Esse componente conecta o implante à coroa. Em seguida, são feitos registros, moldagens ou escaneamentos digitais para produzir a prótese com forma, cor, altura e adaptação adequadas.
A coroa pode ser parafusada ou cimentada, dependendo do planejamento. A escolha envolve estética, posição do implante, facilidade de manutenção e características da mordida.
O dente final fica igual a um dente natural?
O objetivo é que o resultado seja o mais natural possível, tanto na aparência quanto na função. Porém, um implante não é idêntico a um dente natural.

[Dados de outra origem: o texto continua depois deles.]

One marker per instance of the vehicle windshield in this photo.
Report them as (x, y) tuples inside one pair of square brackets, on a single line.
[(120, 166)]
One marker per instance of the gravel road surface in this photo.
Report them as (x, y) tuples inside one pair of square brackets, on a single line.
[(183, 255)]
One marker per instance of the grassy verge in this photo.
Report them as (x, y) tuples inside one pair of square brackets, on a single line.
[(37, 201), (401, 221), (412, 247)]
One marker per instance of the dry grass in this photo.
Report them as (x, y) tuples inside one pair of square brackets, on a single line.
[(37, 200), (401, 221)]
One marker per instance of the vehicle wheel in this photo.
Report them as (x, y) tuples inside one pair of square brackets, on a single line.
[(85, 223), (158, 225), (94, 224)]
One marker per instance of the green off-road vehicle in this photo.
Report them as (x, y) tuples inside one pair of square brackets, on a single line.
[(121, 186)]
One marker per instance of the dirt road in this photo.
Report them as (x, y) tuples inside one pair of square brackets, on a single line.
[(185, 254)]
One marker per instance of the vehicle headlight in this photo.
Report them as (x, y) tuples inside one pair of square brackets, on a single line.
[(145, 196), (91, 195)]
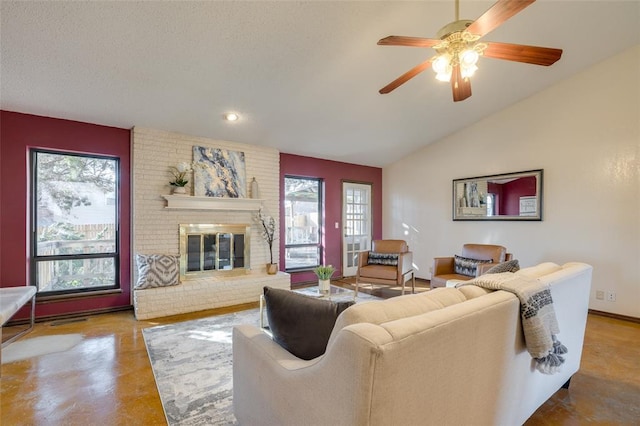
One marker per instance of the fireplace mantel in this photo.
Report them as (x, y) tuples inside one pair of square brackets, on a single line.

O dente natural possui ligamento periodontal, uma estrutura que funciona como uma espécie de amortecedor biológico. O implante, por outro lado, fica diretamente integrado ao osso.
Por isso, o ajuste da mordida é tão importante. Forças excessivas podem sobrecarregar a prótese, o parafuso, o osso ao redor ou o próprio implante.
Quais cuidados são necessários após o implante dentário?
O cuidado não termina quando a coroa é instalada. O implante precisa de manutenção, higiene e acompanhamento periódico.
A escovação adequada, o uso de fio dental, escovas interdentais ou dispositivos específicos podem ser indicados conforme o caso. O objetivo é evitar acúmulo de biofilme ao redor do implante.
A inflamação inicial dos tecidos ao redor do implante é chamada mucosite peri-implantar. Quando há perda óssea progressiva associada à inflamação, o quadro pode evoluir para peri-implantite.
O que é peri-implantite?
A peri-implantite é uma condição inflamatória que afeta os tecidos ao redor do implante e pode levar à perda do osso de suporte.
Ela costuma estar relacionada ao acúmulo de biofilme, histórico de doença periodontal, tabagismo, higiene deficiente, sobrecarga mecânica e falta de acompanhamento.
Quanto mais cedo for identificada, maiores são as chances de controle. Por isso, consultas de manutenção são parte essencial do tratamento.
Quais fatores podem influenciar o sucesso do implante?
O sucesso do implante depende de uma combinação de fatores. Entre eles estão diagnóstico correto, planejamento tridimensional, técnica cirúrgica, qualidade óssea, saúde gengival, controle de doenças sistêmicas e manutenção a longo prazo.
Pacientes com diabetes descompensado, tabagismo intenso, doença periodontal ativa ou higiene oral inadequada podem apresentar maior risco de complicações.
Isso não significa que todos esses pacientes estejam impedidos de fazer implante. Significa que precisam de avaliação individual, controle dos fatores de risco e planejamento cuidadoso.
O implante dentário dói?
Durante a cirurgia, a anestesia local impede a dor. Após o procedimento, pode haver desconforto, principalmente nos primeiros dias, mas geralmente é manejável com os cuidados prescritos.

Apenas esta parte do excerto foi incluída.